Rola umas variações pontuais, aqui e ali, tipo a esposa no lugar da filha ou sangue ao invés do rosto, coisas assim, mas fora isso, é sempre a mesma história, na cara dura! Já pouco mais de dois anos depois da estreia tivemos o primeiro Dr. Orloff, do Jesus Franco, e a partir daí a lista desembestou. Filmes como Corruption, de 1968 (com Peter Cushing!), The Blood Rose, de 1970, ou Faceless, de 1988 (Franco sozinho deve ter assinado um quarto dessa lista), são praticamente remakes do clássico de Franju. Se você incluir episódios de séries de TV então, vichi!😅

É curioso, né? Como se a ideia (originalmente cunhada no romance de Jean Redon) tivesse atingido algum tipo de nervo exposto no tecido sociocultural e simplesmente precisasse ser recontada de novo e de novo e de novo, independente de direitos autorais ou senso de ridículo. Há alguns outros casos semelhantes na história do cinema fantástico, como os filmes de museu de cera com estátuas vivas ou aristocratas que curtem uma caçada humana, temas que parecem se repetir numa sucessão desproporcional à uma mera exploração de uma ideia lucrativa.

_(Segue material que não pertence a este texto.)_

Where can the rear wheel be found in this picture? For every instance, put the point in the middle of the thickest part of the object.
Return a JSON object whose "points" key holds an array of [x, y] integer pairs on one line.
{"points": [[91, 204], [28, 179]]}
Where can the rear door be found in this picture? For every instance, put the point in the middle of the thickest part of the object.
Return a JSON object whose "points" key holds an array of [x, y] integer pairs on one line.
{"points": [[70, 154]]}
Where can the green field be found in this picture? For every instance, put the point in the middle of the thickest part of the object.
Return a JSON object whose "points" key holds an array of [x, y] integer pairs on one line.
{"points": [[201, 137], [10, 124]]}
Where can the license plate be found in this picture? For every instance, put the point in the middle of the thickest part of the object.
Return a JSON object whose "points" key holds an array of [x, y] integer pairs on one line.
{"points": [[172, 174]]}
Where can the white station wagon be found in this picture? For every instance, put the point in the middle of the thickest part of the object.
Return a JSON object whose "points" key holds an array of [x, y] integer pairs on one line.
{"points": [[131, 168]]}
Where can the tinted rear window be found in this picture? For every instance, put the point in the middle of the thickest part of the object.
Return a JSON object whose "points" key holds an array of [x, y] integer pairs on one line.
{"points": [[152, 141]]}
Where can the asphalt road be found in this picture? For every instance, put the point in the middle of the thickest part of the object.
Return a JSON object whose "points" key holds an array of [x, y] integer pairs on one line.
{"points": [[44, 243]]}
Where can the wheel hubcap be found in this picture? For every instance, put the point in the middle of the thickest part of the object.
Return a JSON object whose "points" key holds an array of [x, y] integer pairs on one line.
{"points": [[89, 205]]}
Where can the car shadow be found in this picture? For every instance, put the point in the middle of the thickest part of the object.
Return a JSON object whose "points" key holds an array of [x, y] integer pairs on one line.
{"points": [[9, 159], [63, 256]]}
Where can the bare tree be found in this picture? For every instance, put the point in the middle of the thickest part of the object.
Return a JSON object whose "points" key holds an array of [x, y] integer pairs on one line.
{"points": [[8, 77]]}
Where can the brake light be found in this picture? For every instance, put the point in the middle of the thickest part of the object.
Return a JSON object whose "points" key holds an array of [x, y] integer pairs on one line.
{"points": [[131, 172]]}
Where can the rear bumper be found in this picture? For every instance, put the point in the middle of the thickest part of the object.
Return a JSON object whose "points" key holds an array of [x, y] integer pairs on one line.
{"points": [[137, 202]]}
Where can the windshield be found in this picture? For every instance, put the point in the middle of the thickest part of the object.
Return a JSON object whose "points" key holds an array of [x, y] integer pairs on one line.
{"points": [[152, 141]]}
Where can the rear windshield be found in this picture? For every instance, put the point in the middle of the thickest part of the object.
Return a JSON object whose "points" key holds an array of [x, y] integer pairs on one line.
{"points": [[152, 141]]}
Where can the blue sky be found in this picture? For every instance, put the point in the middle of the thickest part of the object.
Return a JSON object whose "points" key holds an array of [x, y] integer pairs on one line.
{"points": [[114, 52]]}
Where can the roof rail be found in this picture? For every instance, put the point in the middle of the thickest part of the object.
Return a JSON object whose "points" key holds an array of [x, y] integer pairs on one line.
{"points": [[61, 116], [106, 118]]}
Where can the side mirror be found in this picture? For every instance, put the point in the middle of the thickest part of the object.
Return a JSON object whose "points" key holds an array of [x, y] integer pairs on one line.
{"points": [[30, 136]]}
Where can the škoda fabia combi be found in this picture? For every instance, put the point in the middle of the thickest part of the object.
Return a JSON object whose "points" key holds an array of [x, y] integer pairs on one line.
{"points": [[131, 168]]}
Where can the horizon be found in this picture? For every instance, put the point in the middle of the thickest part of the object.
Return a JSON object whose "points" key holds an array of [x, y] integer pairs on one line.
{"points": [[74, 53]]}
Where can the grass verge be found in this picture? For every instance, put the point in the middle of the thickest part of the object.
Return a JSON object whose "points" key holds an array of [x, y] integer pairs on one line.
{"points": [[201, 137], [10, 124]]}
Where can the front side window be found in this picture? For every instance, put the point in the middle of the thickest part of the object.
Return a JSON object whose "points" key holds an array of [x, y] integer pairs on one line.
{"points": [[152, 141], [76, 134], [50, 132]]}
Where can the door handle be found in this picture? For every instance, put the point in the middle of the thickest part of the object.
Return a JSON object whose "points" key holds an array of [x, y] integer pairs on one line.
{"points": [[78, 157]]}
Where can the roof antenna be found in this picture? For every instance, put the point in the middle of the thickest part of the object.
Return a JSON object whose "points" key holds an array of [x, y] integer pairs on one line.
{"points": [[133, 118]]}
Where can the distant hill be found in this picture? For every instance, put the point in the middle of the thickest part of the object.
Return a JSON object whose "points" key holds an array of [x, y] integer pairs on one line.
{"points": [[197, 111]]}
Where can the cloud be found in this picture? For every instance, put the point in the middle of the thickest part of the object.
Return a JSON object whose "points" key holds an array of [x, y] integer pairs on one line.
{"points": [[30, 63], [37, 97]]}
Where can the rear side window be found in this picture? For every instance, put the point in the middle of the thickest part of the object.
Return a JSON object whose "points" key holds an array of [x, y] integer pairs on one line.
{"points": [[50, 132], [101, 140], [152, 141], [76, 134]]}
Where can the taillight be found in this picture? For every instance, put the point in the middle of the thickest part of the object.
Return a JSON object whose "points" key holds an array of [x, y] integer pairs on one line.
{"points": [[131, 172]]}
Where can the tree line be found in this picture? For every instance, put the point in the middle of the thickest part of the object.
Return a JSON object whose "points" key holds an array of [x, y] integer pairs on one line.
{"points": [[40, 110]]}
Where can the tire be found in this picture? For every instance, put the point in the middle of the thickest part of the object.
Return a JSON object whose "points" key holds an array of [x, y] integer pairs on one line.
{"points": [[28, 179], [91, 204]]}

Mas por que esses temas e não outros? Não sei, não arrisco palpitar... mas que tem alguma coisa aí tem! Talvez Pedro Almodóvar saiba explicar, afinal a lista dos "olhos sem rosto" culmina no seu genial (e claramente autoconsciente de seu papel de subversor dessa "tradição") A Pele que Habito de 2011. Não por acaso, nunca mais houve outro filme do "gênero" depois.😉


Aproveitando o ensejo...

O Moinho das Mulheres de Pedra é mais uma dentre as trocentas variações do clássico Os Crimes do Museu de Cera, de 1933, e uma particularmente cara de pau, que chega a "inventar" um autor para um suposto "conto original" no qual o roteiro teria sido baseado (é sério, tentem jogar Pieter Van Weigen e a coletânea Flemish Tales no google) e ainda incorpora diversos elementos de Olhos Sem Rosto como parte significativa de seu enredo, e isso no mesmo ano em que o filme de Franju foi lançado! (pois é, antes mesmo do Dr. Orloff, não disse que toda vez que que se pesquisa aparece mais um?😅).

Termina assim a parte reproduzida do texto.